January 7, 2021
A Military Contractor Watches the Riots from the Middle East
I’ve spent most of my life so far “over there,” far from home, in lands not of my birth. So many stories I’ve heard, from so many tellers. The night watchman of my apartment building in Pyongtaek, remembering when Seoul was craters and matchsticks, and how he learned his first English words on a Marine colonel’s knee.
The driver who ferried me across the Spree to Museum Island in Berlin so I could see what was left of Schliemann’s gold at the Neues Museum, his few artifacts from Troy not seized by the Russians. Over there, said the driver, just there, we kids, we played King of the Mountain on piles of bricks, rubble left from the war. How you could smell the dead bodies still trapped under the burnt-out old mounds. Sweetish the stink, yet sour.
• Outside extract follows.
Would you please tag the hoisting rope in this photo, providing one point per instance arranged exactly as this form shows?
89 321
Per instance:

I know the smell. Like chicken wrappings left out in the garbage too long. When the wind turned that day in the desert near Khost, the gloved fingers of the morgue detail stirred up the stench as they combed the swaying grass for the last bits of the Taliban who’d blown himself up there earlier that day, the bloody mist of him settling on the weeds in a drainage ditch. Nothing left of him but clots and rot. And I stood by and watched.
Anyone who lives far away for long enough develops a picture of what got left behind. A snapshot of home to keep close to hand, an icon to guide the way, to make the wanderer remember what all this is for, all this long time gone, all this lonely, all this missing, the hoarding up of money and of dreaming. Of the days long gone, and the sweet, sweet days to come, when the sojourner finally buys that one-way ticket, laden with savings and the best of intentions.
Home—to our America, our homespun, dreamland world, our sweet if only, our just wait till then, nostalgia like whiffs of sweet cotton candy, our when this is finally over. But what do we see when we log on today, searching for our lovers, our mothers and fathers, our babies, our pets? Pictures of our ever after, thick with smoke and gas, and broken glass. And there—in the very heart of home—grim janitors gloved like our own Afghan morgue detail, their slow back and forth back and forth with mops and suds, doing their best to clean up the zealots’ mess.